You're not even warm. We are a nation of self-lacerating depressives and what we need is more self-esteem, according to the classically named Titus Alexander, who heads the Self-Esteem Network. "Self-esteem could save Britain billions of pounds," he asserts in an advert for the mysterious organisation's second international conference in Cambridge this weekend, which you can attend if you have a spare Pounds 346.63.
On Saturday, join a workshop on "working with our inner parts to develop self- esteem"; on Sunday, prepare to "love and esteem your voice" with a lady named Grethe Hooper Hansen, or "confront the six pillars of self-esteem within oneself" - a confrontation that apparently lasts five hours.
The conference has a strong educational slant and speakers will explain how "positive parenting" can prevent problems later on. Which sounds quite respectable, but the message is diluted by the insistence that lack of SE is the principal cause of problems in the NHS, failing businesses, crime, heart disease . . .
Politicians often seem to display an enviable ability to stay in touch with their inner child, and if you're really keen to develop self-esteem this week it might have been cheaper to sit in front of the TV and learn by example, watching the unfettered egos of the Conservative party locking horns on College Green.
Apropos the leadership crisis, there seem to be two schools of thought about the impact of John Redwood's precipitate departure from the Welsh Office on his erstwhile colleagues there.
On the one hand Carborundum has been officially assured that the atmosphere is serenity itself after a seamless handover to the new incumbent. This has a ring of truth given that Mr Redwood was never famous for the amount of time he spent in Wales. He was said to have spent one night there during his first six months in office, a rumour that prompted JR to ask wittily why he was the only Tory minister criticised for wanting to sleep with his wife.
However, according to one education worker, who prefers to remain obscure, an innocent call to the education section elicited a tale of woe involving administrative chaos and the impossibility of finding anybody with the legal authority to sign anything.
And, to add insult to injury, the vulcanite would-be leader departed without writing the customary thank-you letter, confining himself to a curt request to send on his desk diaries and coffee mug.
A plate of rat sandwiches for any reader who can supply the true version.
Meanwhile, Mr Redwood's successor at the Welsh Office, the blue-eyed Liverpudlian David Hunt, has a potentially embarrassing skeleton lurking deep in his political past.
Back in May 1976, he warned the Tory Reform Group about the dangers of flirting with vouchers, which, he said, would not be good for education. Let's hope he has no designs on Gillian Shephard's job.
Mrs S, incidentally, was the focus of a photo-opportunity at a nursery in the London borough of Wandsworth on Monday. This, one might reasonably assume, is to provide some heart-warming camera footage in anticipation of the imminent announcement of the details on vouchers and nursery expansion.
But the choice of a Wandsworth nursery naturally has nothing to do with the fact that the model Tory borough is straining at the leash to be the first to pilot the voucher scheme.
It was, of course, "pure coincidence", said the DFE.
It has been a bad week for poor Tony Blair. First, all discussion of his attempt to resolve Labour policy on grant-maintained schools was wiped off the news pages by the eruption of the Tory party. Then he learns that according to a survey of teenagers' career aspirations and role models, his is the least envied job of all.

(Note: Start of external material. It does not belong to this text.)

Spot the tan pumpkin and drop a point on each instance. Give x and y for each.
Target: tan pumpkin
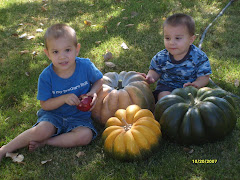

The survey of 600 15 to18-year-olds carried out by MORI for City and Guilds showed that only 3 per cent wanted to be Tony Blair while 25 per cent envied Richard Branson. Even Hugh Grant earned 5 per cent of the boys' votes, though this was before news of his personal crisis. Anita Roddick (20 per cent) and Naomi Campbell (16 per cent) earned most votes from the girls.
Mr Blair's office told Carborundum that Tony had been too busy watching the Tory convulsions to notice the survey, but they did not expect that he would be unduly hurt. The survey had good news for schools, though - teaching was the most popular career choice after health care.
Watertight evidence in support of primary French has emerged from the oily lower decks of a cross-channel ferry. While loading was proceeding on the Ro- Ro at Calais docks, a bored 10-year-old boy wandered the car deck and fell into conversation with a group of men standing around a van.
The child observed that the van was stacked to capacity with crates of French lager. "Sir," asked the lad politely, "Why have you only bought alcohol-free beer?" "What's that, son?" "Look, all the cans say sans alcool - without alcohol."
Our young hero could only stand in astonishment as he watched the van's tyres burn up the car deck as its occupants made a desperate bid to reverse it off the ferry. But it was too late: the bow doors had closed on the insular entrepreneurs.